Non è solo un problema di numeri, ma di matrice culturale e giuridica, di radici che si rifanno a un quadro occidentale che comprende la tradizione romana, giudaico-cristiana e germanica. La prospettiva di un’Europa allargata che includa un paese a maggioranza musulmana, con una storia politica e sociale tanto diversa, è vista da molti come una perdita di identità e di libertà conquistate nel corso dei secoli. Il dibattito si sposta così su un terreno che non è più solo quello dell’integrazione economica o politica, ma dell’appartenenza e della cultura.

In questo contesto, non è un caso che la sinistra europea, tradizionalmente critica verso le radici cristiane dell’Europa, si sia spesso schierata a favore dell’inclusione della Turchia, vedendola come un contrappeso all’omogeneità culturale del continente. Questa posizione, tuttavia, ha suscitato una forte reazione nei Paesi più conservatori e nazionalisti, creando una spaccatura profonda nel dibattito europeo.

Le tensioni con la Francia sono emblematiche di queste dinamiche. Il know-how militare trasferito dalla Germania alla Turchia ha provocato la rabbia dei militari francesi, che vedono Ankara come un concorrente pericoloso e un rivale strategico. Le accuse di aver infranto un monopolio franco-tedesco nell’industria della difesa mettono in luce come le alleanze europee siano fragili e permeabili a rivalità profonde.

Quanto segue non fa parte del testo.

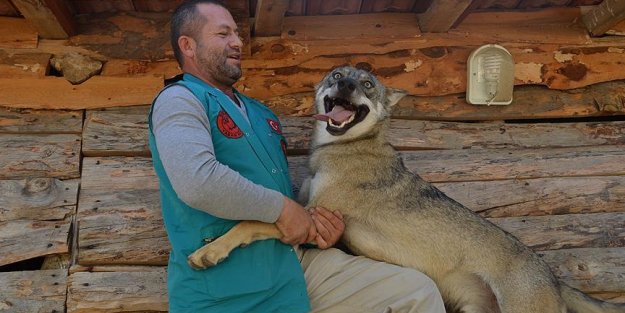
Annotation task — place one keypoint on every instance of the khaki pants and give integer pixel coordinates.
(342, 283)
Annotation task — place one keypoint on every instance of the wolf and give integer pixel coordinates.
(393, 215)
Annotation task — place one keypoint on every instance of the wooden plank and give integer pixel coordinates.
(97, 92)
(269, 17)
(28, 155)
(32, 64)
(598, 230)
(589, 269)
(52, 19)
(442, 15)
(39, 199)
(25, 239)
(19, 121)
(117, 292)
(439, 166)
(116, 131)
(33, 291)
(540, 196)
(17, 33)
(607, 14)
(119, 213)
(530, 102)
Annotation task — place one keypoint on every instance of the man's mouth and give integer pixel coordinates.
(341, 114)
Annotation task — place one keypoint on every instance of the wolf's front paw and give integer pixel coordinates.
(204, 258)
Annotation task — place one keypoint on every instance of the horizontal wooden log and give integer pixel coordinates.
(530, 102)
(117, 292)
(599, 230)
(24, 239)
(97, 92)
(116, 131)
(33, 291)
(26, 65)
(592, 270)
(541, 196)
(41, 199)
(16, 121)
(439, 166)
(28, 155)
(119, 214)
(17, 33)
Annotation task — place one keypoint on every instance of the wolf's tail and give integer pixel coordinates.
(578, 302)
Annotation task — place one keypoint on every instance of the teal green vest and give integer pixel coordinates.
(263, 277)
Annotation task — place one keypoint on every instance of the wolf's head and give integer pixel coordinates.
(350, 103)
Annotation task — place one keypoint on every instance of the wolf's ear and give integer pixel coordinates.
(393, 95)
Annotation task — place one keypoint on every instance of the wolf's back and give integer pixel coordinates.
(578, 302)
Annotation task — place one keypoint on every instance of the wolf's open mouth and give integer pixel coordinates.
(341, 114)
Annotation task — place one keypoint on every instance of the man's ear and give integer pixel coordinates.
(187, 46)
(393, 95)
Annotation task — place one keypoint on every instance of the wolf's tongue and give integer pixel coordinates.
(338, 114)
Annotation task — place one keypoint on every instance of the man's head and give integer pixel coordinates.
(206, 43)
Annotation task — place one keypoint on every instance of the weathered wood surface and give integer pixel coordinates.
(17, 33)
(123, 131)
(33, 291)
(98, 91)
(119, 215)
(117, 292)
(29, 155)
(499, 164)
(19, 121)
(24, 239)
(37, 199)
(593, 270)
(541, 196)
(116, 131)
(530, 102)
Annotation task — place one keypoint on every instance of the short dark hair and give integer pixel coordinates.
(186, 21)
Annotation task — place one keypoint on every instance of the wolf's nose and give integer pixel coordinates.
(347, 85)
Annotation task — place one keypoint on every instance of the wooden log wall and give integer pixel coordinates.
(77, 182)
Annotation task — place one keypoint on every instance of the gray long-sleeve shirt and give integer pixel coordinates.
(182, 134)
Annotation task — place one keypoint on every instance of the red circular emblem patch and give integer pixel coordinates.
(275, 126)
(227, 126)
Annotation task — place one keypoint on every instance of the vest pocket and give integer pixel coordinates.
(246, 270)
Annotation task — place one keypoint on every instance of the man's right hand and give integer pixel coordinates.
(295, 224)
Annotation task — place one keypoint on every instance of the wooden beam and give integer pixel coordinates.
(442, 15)
(52, 19)
(269, 17)
(604, 16)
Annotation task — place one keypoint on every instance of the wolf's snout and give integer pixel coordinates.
(346, 86)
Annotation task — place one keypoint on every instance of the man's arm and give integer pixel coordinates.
(182, 134)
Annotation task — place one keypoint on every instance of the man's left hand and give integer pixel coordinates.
(330, 226)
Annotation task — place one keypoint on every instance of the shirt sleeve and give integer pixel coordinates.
(183, 139)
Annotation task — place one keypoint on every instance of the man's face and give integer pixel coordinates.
(218, 51)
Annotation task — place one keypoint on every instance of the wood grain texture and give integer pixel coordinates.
(29, 155)
(119, 213)
(117, 292)
(20, 121)
(41, 199)
(33, 291)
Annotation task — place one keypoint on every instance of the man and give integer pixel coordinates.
(219, 157)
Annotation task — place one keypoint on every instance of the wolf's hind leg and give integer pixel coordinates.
(467, 293)
(241, 234)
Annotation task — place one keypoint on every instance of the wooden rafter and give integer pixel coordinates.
(52, 19)
(442, 15)
(269, 17)
(604, 16)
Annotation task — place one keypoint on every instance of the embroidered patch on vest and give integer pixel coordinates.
(275, 126)
(227, 126)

Queste tensioni si riverberano anche sul mercato delle armi, dove la Francia minaccia di bloccare alcune forniture cruciali, aggiungendo ulteriori strati di complessità a un quadro già confuso.

Il tema dell’immigrazione, poi, si incrocia con tutte queste questioni geopolitiche. La Turchia, in virtù di un accordo del 2016 con l’UE, gestisce flussi migratori fondamentali per la sicurezza europea. Ma ora Ankara annuncia la costruzione di un muro lungo il confine con Grecia e Bulgaria, una barriera fisica che sembra un monito e una risposta alla pressione crescente. Questo muro non è solo una questione di sicurezza, ma un simbolo di una Europa che si chiude, che costruisce confini sempre più rigidi e impone limiti netti a chi cerca rifugio.

Le migrazioni – con i numeri tragici di morti e dispersi nel Mediterraneo – diventano così un elemento che intreccia economia, politica e diritto. L’Europa appare come un insieme di nodi dove si intrecciano fragilità, contraddizioni e conflitti, senza una linea di fuga semplice o una soluzione rapida.

In questo groviglio, la guerra dei dazi si rivela non solo come un confronto economico, ma come un indicatore di una crisi più profonda. La crisi della sovranità, della coesione e dell’identità europea emerge da tutte queste tensioni, in un tempo in cui il vecchio continente sembra chiamato a ridefinire sé stesso. E nel mezzo di tutto questo, la domanda resta sospesa: quale Europa stiamo costruendo e a quale prezzo?